From 6 April 2014 this final period exemption will be reduced to 18 months.
TIP: Those property owners considering the sale of a property that has been a private residence at some time should take this change into account – if they can sell before 6 April 2014 they will still exempt the last three years of ownership from CGT.
The Government have also announced plans to introduce CGT on future gains by non-residents who sell UK residential property from April 2015.
CGT Annual exemption
- For 2014-15 this will be £11,000 (for most trustees £5,000)
- For 2015-16 and subsequent years £11,100 (for most trustees £5,500)
NEW – Social Investment tax relief
This is a new relief for investment in social enterprise and will commence April 2014.
Investment in Social Impact Bonds will also be eligible for this new relief.
Other investment incentives 2014-15
- ISAs: Subscription limits £11,880, of which £5,940 can be invested in cash.
- Junior ISAs and Child Trust Funds: investment limits increased from £3,720 to £3,840.
- SAYE schemes set up to help employees save for and apply for shares to be increased from £250 to £500 per month.
- Share Incentive Plans (SIPs): individual limits on the free shares that companies can award will be increased from £3,000 to £3,600 per year. Individual limits on the partnership shares employees can purchase will be increased from £1,500 to £1,800 per year (or 10% of an employee’s annual salary).
Fuel Duty and tax discs
The planned September 2014 increase in fuel duty has been cancelled. No further increases will be made during the current Parliament.
A further administrative inconvenience for motorists is to be abolished: the paper tax disc. It will be replaced by an electronic system.
State Pension changes
The State Pension Age (SPa) will increase to 66 years in 2020. The Government has already indicated the SPa will rise to 67 years by 2028.
It is further proposed that the SPa will rise again: to 68 years in the mid 2030s, and to 69 years by the late 2040s.
The Government estimates that it could save around £500bn from pension expenditure over the next 50 years due to these changes in SPa.
The basic State Pension will rise by £2.95 a week from April 2014.
Fuel bills
The Government has committed to delivering an average saving of £50 in household expenditure by reducing the impact of government policy on energy bills. It will do this whilst maintaining support for poorest families and providing new home owners with an incentive worth up to £1,000 to undertake energy efficiency measures.
Train fares
Average increases in fares will be capped in 2014 in line with RPI, not at 1% above RPI as previously announced.
Business taxes
Film Tax Relief
- From April 2014 the rate of film tax credit for surrenderable losses will be:
25% on the first £20m of qualifying core expenditure (QCE) (subject to maximum of 80% of QCE) - and 20% thereafter (to a maximum of 80% QCE)
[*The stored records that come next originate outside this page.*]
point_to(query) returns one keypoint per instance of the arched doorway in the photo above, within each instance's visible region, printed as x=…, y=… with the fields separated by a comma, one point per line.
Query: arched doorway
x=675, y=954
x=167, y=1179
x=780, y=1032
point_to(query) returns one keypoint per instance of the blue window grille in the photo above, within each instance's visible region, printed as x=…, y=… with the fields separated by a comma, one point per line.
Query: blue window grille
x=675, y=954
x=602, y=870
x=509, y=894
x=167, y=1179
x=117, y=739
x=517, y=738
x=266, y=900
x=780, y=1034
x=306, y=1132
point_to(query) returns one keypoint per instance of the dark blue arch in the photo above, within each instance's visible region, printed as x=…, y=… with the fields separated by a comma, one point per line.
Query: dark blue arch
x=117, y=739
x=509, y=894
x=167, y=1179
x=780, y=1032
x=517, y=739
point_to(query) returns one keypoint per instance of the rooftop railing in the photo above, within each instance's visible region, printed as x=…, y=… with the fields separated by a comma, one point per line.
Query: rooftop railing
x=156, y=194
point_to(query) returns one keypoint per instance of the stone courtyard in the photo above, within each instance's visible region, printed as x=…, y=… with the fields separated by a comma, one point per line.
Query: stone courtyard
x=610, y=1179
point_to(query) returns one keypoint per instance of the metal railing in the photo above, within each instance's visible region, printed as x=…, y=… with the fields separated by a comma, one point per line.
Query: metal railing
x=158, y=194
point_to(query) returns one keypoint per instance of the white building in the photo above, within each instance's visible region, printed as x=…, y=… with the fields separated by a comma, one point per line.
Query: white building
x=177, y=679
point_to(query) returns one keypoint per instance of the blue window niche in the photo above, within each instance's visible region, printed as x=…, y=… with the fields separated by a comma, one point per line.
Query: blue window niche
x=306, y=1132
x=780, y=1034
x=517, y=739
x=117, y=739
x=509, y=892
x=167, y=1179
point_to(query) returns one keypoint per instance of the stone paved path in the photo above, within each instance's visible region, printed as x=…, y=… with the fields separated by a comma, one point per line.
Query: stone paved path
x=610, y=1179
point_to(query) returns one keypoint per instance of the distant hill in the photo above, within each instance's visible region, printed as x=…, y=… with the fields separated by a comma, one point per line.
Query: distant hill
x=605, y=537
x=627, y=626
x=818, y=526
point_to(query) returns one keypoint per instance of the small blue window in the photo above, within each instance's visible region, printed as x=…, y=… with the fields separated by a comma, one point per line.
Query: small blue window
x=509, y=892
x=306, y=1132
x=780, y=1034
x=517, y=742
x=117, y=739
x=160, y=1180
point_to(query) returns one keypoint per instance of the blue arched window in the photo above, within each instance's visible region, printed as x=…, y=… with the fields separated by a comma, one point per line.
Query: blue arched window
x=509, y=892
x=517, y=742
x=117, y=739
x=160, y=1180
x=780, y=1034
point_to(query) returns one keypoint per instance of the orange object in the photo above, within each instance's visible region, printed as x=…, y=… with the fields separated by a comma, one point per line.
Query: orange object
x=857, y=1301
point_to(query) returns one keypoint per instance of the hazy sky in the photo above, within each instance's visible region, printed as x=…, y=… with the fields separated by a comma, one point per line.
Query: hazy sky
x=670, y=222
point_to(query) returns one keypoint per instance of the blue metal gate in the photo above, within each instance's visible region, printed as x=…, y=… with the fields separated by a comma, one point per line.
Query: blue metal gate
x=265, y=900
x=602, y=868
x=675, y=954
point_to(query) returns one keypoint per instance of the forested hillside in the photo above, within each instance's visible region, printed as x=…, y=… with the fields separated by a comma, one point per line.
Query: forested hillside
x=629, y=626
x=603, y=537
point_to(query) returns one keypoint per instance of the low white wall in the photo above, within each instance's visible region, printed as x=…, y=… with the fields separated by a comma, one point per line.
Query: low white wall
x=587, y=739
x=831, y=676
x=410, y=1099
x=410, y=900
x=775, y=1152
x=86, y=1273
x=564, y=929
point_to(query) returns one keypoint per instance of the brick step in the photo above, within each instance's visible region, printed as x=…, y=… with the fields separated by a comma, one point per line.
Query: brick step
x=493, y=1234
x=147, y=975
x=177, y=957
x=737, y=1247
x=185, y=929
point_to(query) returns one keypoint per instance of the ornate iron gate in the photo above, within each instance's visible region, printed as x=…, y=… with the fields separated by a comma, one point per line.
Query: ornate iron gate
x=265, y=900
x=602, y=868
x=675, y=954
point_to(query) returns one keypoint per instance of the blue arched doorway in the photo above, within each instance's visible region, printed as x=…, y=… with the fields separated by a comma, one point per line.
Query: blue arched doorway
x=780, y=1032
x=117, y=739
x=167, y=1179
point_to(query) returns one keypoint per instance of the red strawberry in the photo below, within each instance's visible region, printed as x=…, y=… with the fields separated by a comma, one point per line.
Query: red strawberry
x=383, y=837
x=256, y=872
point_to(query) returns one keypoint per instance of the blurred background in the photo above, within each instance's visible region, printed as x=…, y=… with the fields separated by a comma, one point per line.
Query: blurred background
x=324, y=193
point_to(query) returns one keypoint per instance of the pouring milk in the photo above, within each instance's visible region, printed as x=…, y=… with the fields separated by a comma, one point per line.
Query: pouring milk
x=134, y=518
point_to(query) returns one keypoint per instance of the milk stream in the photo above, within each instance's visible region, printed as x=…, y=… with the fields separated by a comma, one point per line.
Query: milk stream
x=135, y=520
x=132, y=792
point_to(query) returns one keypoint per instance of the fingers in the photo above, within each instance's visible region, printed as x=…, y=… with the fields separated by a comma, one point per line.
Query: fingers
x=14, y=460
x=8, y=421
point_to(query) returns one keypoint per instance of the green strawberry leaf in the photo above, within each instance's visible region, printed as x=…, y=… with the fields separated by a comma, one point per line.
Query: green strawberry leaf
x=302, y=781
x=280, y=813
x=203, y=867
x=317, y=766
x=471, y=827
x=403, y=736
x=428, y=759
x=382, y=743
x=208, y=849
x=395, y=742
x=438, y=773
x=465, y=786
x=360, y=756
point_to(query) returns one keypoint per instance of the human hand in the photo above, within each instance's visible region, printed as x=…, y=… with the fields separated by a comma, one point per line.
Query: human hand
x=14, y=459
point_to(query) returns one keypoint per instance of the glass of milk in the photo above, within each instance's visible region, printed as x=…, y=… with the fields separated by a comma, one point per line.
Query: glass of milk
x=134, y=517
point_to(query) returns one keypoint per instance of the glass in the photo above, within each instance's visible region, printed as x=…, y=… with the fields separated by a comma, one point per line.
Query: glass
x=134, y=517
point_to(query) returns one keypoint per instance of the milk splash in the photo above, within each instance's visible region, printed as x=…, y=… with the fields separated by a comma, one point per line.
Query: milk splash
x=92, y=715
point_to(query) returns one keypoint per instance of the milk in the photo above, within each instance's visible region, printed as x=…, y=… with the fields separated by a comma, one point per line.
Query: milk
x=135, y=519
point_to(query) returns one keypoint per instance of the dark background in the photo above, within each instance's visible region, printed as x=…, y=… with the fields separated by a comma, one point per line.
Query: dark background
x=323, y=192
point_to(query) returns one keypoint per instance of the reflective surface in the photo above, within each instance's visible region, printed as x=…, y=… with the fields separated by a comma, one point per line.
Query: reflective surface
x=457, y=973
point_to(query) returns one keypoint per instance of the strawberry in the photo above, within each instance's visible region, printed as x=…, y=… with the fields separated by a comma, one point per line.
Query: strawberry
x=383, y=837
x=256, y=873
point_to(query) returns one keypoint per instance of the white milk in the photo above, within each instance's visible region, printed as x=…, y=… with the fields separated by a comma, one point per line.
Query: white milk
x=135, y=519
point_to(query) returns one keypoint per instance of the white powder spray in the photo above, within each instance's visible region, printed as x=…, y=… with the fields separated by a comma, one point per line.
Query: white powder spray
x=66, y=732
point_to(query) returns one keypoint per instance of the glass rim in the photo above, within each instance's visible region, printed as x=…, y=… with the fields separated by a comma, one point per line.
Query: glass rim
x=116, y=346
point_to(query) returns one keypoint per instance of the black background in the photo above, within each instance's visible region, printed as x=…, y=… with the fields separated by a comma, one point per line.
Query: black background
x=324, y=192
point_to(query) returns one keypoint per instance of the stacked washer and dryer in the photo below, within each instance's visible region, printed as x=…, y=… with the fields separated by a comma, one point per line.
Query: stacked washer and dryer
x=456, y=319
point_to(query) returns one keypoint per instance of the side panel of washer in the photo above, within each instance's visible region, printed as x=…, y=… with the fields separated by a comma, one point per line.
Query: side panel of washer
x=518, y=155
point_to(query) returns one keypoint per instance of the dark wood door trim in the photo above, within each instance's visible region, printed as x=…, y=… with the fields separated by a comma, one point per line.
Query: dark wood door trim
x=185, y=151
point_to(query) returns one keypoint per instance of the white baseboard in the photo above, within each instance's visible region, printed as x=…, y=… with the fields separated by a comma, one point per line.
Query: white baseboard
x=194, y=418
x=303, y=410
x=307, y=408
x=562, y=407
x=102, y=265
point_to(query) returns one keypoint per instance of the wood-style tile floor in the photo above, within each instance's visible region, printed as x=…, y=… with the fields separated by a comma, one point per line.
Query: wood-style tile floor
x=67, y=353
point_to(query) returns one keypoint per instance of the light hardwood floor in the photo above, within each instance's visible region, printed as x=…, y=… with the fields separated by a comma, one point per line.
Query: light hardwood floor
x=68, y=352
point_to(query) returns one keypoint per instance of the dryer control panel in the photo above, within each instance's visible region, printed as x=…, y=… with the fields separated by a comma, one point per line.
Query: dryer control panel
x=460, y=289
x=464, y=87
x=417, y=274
- the minimum UK expenditure qualification will change from 25% to 10%
These measures are subject to State Aid approval.
NEW – Theatre Relief
A consultation will be launched in spring 2014:
- to introduce a limited Corporation Tax relief for commercial theatre productions, and
- a targeted relief for theatres investing in new writings or touring productions to regional theatres.
These measures are expected to come into force from April 2015.
Tax avoidance and evasion – effective as from 5 December 2013
The following five measures have been introduced:
- Two changes to improve the effectiveness of the World Wide Debt Cap.
- Controlled Foreign Companies (CFC) profit shifting – the measure switches off the partial exemption rules for loan relationship credits of a CFC in certain circumstances.
- Partnership taxation – measures to restrict allocation of profits and losses between individual, and non-individual partners, where the motivation is minimising tax.
- Avoidance schemes using total return swaps.
- Double taxation relief revenue protection.
Charities established for tax avoidance purposes
The Finance Bill 2014 will contain provisions to prevent charitable tax reliefs to charities where one of the main purposes of establishing the charity was tax avoidance.
Accelerated tax payment in avoidance cases
There is evidence that tax-payers are entering into avoidance schemes in order to defer tax liabilities. To counter this activity provisions will be included in the Finance Bill 2014 to require payment of disputed tax when a formal avoidance follower penalty notice is issued at the beginning of an enquiry.
Business rates
- A cap is to be introduced from April 2014 that will limit business rate increases in England to 2%.
- The introduction of up to a £1,000 rates discount to help high street businesses. This includes pubs, cafes, restaurants, charity shops as well as other retailers who occupy retail premises with a rateable value of up to £50,000 in 2014-15 and 2015-16.
- The introduction of a temporary reoccupation relief, granting a 50% discount from business rates for new occupants of previously empty retail premises for 18 months. The relief will be granted to businesses moving into long-term empty retail properties on or after 1 April 2014 and on or before 31 March 2016.
- Extending the Small Business Rates Relief for a further 12 months from 1 April 2014.
NEW – Abolition of employers’ NICs for under 21s
From 6 April 2015 employers will not have to pay Class 1 secondary NICs on earnings paid to the under 21s up to the Upper Earnings Limit (UEL) – below £813 per week.
Investment in young people
- The cap on student numbers at publicly funded higher education institutions in England is to be removed by 2015-16. This should increase capacity to allow 60,000 more young people go to university every year. For 2014-15, the Government will increase the cap for HEFCE-funded institutions by 30,000.
- The Government will provide extra funding for science, technology and engineering students of £50m per academic year from 2015-16.
- The provision of £40m in additional support for people starting higher apprenticeships. This is expected to create 20,000 additional apprenticeships over the next two academic years.
Free school meals
Pupils attending state schools in England, in Reception, Year 1 and Year 2 are to get free school lunches from September 2014 at an estimated cost of £600m per year.
Capital funding will be made available to improve capacity in school kitchens. Additional funding will also be made available to enable Further Education and Sixth Form Colleges to offer free meals to disadvantaged students.